There are fewer reports on LM pectin cross-linking using monovalent cations such as sodium (Na+) and potassium (K+). Cross-linking with these monovalent cations is produced at a low pH (approximately from pH = 2 to pH = 4) [27][28][29][30]. The cross-linking with monovalent ions diminishes the repulsive charges between pectin chains and promotes chain-chain association via hydrogen bonding [27][30]. It was suggested that at pH = 4.5, the cross-linking would more effective using K+ than Na+ because of the charge screening, galacturonic acid de-esterification, hydrogen bond changes, and electronic attraction [27]. Moreover, by increasing the pH to higher values (alkaline conditions), it was also found [27] that Na+ ions generated much stronger gels than those induced by K+ in HM pectin. In accordance, Yoo and coworkers [31] also studied poly (methyl esterase) mediated de-esterified citrus pectin when cross-linked with Na+, K+, and Li+. In agreement with Chen et al. [27], they observed that stronger cross-linking was produced using Na+ followed by K+ at pH = 7, whereas the reverse was true for pH = 5. A similar study was performed by Strom et al. [30][31], where the influence of L+, Na+, and K+ on LM pectin rheology in an acid solution was evaluated. These investigations revealed that K+ formed the strongest gels, followed by Na+ and Li+. Furthermore, LM pectin was cross-linked by NaCl (0.05M) with and without ZnCl2 [29] and could form nanoparticles. Li+ does not form gels at any of the tested conditions. This behavior was ascribed to an increase in the ionic radius of the hydrated cation.
Trivalent cations have also been employed as cross-linking agents for pectin [32][33][34][35]. It was found [32][33] that independent of the methyl-esterification degree, Al3+ binds pectin chains had the condition of pH ≥ 4. In a rheological investigation [33], Ca2+, Cu2+, Al3+, and La3+ ions were used as cross-linking agents. All these cations can form pectin gels. It was stated that the weakest gel was formed with La3+, followed by Ca2+, similar to Al3+, while Cu2+ was one order of magnitude more substantial than the other cations. Finally, it was reported that the trivalent cations Fe3+, Ce3+, Pr3+, and Nd3+ could establish cross-links in pectin [35]. In that work, the formation of isolated rhamnogalacturonan II dimers was reported. Still, there were no reports regarding what type of structure the pectin chains formed in the presence of these trivalent metals.

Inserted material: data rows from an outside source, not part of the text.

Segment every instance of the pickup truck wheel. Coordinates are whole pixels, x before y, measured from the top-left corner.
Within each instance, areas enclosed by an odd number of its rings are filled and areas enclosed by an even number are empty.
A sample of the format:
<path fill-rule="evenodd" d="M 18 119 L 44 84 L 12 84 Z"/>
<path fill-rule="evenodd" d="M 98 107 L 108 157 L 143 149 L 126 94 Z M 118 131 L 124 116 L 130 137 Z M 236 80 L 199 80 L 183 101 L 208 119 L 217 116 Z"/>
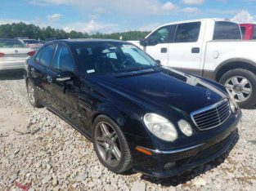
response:
<path fill-rule="evenodd" d="M 225 73 L 219 82 L 241 108 L 249 109 L 256 104 L 256 75 L 254 73 L 242 69 L 232 69 Z"/>
<path fill-rule="evenodd" d="M 122 173 L 131 168 L 131 153 L 119 126 L 104 115 L 93 122 L 92 142 L 101 162 L 110 171 Z"/>

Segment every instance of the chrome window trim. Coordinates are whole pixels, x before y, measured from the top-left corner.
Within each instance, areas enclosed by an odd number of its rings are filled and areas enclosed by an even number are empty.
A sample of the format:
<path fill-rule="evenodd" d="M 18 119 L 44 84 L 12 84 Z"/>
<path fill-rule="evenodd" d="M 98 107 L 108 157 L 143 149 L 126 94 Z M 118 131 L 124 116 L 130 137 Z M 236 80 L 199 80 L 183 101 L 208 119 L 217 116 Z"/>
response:
<path fill-rule="evenodd" d="M 202 113 L 202 112 L 205 112 L 205 111 L 208 111 L 208 110 L 210 110 L 210 109 L 216 109 L 218 105 L 222 104 L 222 103 L 224 103 L 224 102 L 226 102 L 226 101 L 228 103 L 228 105 L 229 105 L 229 115 L 228 115 L 228 117 L 227 117 L 227 118 L 226 118 L 223 122 L 218 123 L 218 124 L 216 125 L 216 126 L 213 126 L 213 127 L 209 127 L 209 128 L 205 128 L 205 129 L 200 129 L 200 128 L 198 127 L 198 125 L 197 125 L 195 120 L 194 119 L 194 115 L 199 114 L 199 113 Z M 218 115 L 218 109 L 216 109 L 216 111 L 217 111 Z M 215 128 L 215 127 L 218 127 L 218 126 L 222 125 L 222 124 L 230 118 L 231 114 L 231 108 L 230 108 L 229 100 L 228 100 L 227 98 L 225 98 L 225 99 L 222 99 L 222 100 L 220 100 L 220 101 L 215 103 L 214 104 L 212 104 L 212 105 L 209 105 L 209 106 L 207 106 L 207 107 L 200 109 L 199 110 L 196 110 L 196 111 L 195 111 L 195 112 L 192 112 L 192 113 L 191 113 L 191 119 L 192 119 L 194 124 L 196 126 L 196 127 L 197 127 L 200 131 L 206 131 L 206 130 L 209 130 L 209 129 L 213 129 L 213 128 Z M 218 116 L 219 116 L 219 115 L 218 115 Z"/>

Apart from monovalent or trivalent cations, divalent cations such as Ca2+ are the most used cross-linking agents for pectin. The gelation of LM pectin with calcium ions occurs by forming junction zones according to the so-called “egg-box” model, which has been initially described for alginates [36]. The lower the pectin esterification degree, the more divalent the cation binding sites that are available on pectin, and the ability to absorb divalent cations increases. The following section will discuss the egg-box model from a historical perspective.
Many works have proven the effective cross-linking of LM pectin using Ca2+ [37][38][39][40][41][42][43][44][45]. In addition to Ca2+, the cross-linking of LM pectin with Cd2+ and Cu2+ was reported for drug delivery applications [46]; Pectin was also cross-linked with Sr2+ and Zn2+ to form aerogels for diclofenac sodium controlled release [47]. Pectin cross-linked by Cu2+ ions was reported to be used as a scaffold for gold nanoparticles [48]. Moreover, pectin was cross-linked with a 2% (w/v) ZnCl2 solution [49] to evaluate the potential healthcare applicability, and Das and coworkers [50] used LM pectin cross-linked with Zn2+ to encapsulate a colon-specific drug delivery microsphere.

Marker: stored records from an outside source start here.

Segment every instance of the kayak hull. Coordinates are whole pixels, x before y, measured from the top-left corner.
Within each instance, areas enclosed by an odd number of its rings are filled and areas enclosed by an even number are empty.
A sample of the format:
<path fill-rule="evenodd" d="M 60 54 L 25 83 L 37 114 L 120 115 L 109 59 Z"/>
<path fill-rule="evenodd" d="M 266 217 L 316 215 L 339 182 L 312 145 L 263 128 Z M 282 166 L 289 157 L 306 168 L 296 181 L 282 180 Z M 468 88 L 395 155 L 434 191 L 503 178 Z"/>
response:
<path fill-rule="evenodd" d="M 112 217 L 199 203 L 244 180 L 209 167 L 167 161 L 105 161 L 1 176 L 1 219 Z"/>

On the other hand, other molecules have been used to induce the gelation of LM pectin. Yoshimura and coworkers [22] described the cross-linking of the LM pectin with ethylene glycol diglycidyl ether and glutaraldehyde or Ca2+. They found that glutaraldehyde produced pectin gels, whereas the ethylene glycol diglycidyl ether did not show an apparent gel formation. Ullah and coworkers [51] reported the cross-link of pectin with methylene bisacrylamide and ammonium persulfate as initiators. Pre-saponified pectin was also cross-linked with adipic acid [52] or adipic acid dihydrazide, which was previously involved in the oxidation of pectin [53]. Chen and coworkers compared the cross-link using adipic acid dihydrazide and the classic Ca2+ cross-link, reporting that the adipic acid dihydrazide cross-link significantly improved cell adhesion. Another example of a non-ionic gelling agent is laccase, which was employed to cross-link sugar beet pectin, as performed by Jung and Wicker [54], where they noticed an increase in the molecular weight of pectin by chromatographic techniques.

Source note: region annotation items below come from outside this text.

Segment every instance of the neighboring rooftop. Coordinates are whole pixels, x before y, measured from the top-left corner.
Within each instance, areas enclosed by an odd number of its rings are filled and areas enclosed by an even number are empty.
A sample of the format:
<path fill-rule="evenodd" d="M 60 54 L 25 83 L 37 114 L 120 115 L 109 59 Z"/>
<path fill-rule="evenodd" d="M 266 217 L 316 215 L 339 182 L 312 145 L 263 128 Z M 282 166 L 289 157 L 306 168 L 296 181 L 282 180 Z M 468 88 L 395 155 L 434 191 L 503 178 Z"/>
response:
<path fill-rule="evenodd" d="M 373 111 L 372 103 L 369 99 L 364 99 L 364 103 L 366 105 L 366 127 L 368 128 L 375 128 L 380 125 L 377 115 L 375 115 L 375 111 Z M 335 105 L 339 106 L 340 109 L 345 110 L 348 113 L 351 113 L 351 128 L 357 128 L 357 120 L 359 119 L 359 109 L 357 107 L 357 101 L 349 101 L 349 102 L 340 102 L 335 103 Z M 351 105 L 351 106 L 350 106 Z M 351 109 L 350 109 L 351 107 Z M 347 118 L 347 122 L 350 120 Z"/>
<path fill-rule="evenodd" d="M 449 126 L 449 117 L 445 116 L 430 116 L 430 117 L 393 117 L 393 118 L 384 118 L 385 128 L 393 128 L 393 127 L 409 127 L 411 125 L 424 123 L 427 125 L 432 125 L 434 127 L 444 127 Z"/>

3. Structural Models of Cross-Linked LM Pectin and Alginates

3.1. Historical Perspective of Structural Models Induced by Calcium

In 1973, Grant and coworkers [36] first proposed the interaction between a polysaccharide chain (such as alginate or pectin) and divalent cations in terms of the egg-box model. Initially, this model introduced alginates: a non-branched polysaccharide composed of two monosaccharides, α–L guluronic and β-D mannuronic acids [55]. Using circular dichroism, the authors suggested a cooperative inter-chain mechanism of ion binding involving two chains associated with the coulomb interaction between the active sites and the metal ion. More specifically, two opposite α-L-guluronate sequences paired together to form a structure with cavities, within which Ca2+ ions were accommodated through specific coordination interactions between two free carboxyl groups.
Five years later, Morris et al. [56] studied alginate chain gelation by X-ray diffraction coupled with circular dichroism using different calcium concentrations. Their results showed that the primary inter-chain association mechanism was regularly dimerizing alginate or poly (guluronate) chain segments. This structure results in cross-linked dimers with a geometric design that resembles an egg box. Compared with the first proposal of the “egg-box” model, the dimers can further aggregate laterally into multimers, as revealed by small-angle X-ray scattering. In addition, the sugar ring belonging to guluronic acid and the polymer chain adopts a characteristic zigzag shape. Studying the lateral aggregation of dimers is essential to understanding the properties of these biomaterials in terms of their structure to explain what happens during a water remediation process. On the other hand, knowing the correct features and operating principle of the “egg-box” model helps to understand the possible pollutants of adsorption models from wastewater.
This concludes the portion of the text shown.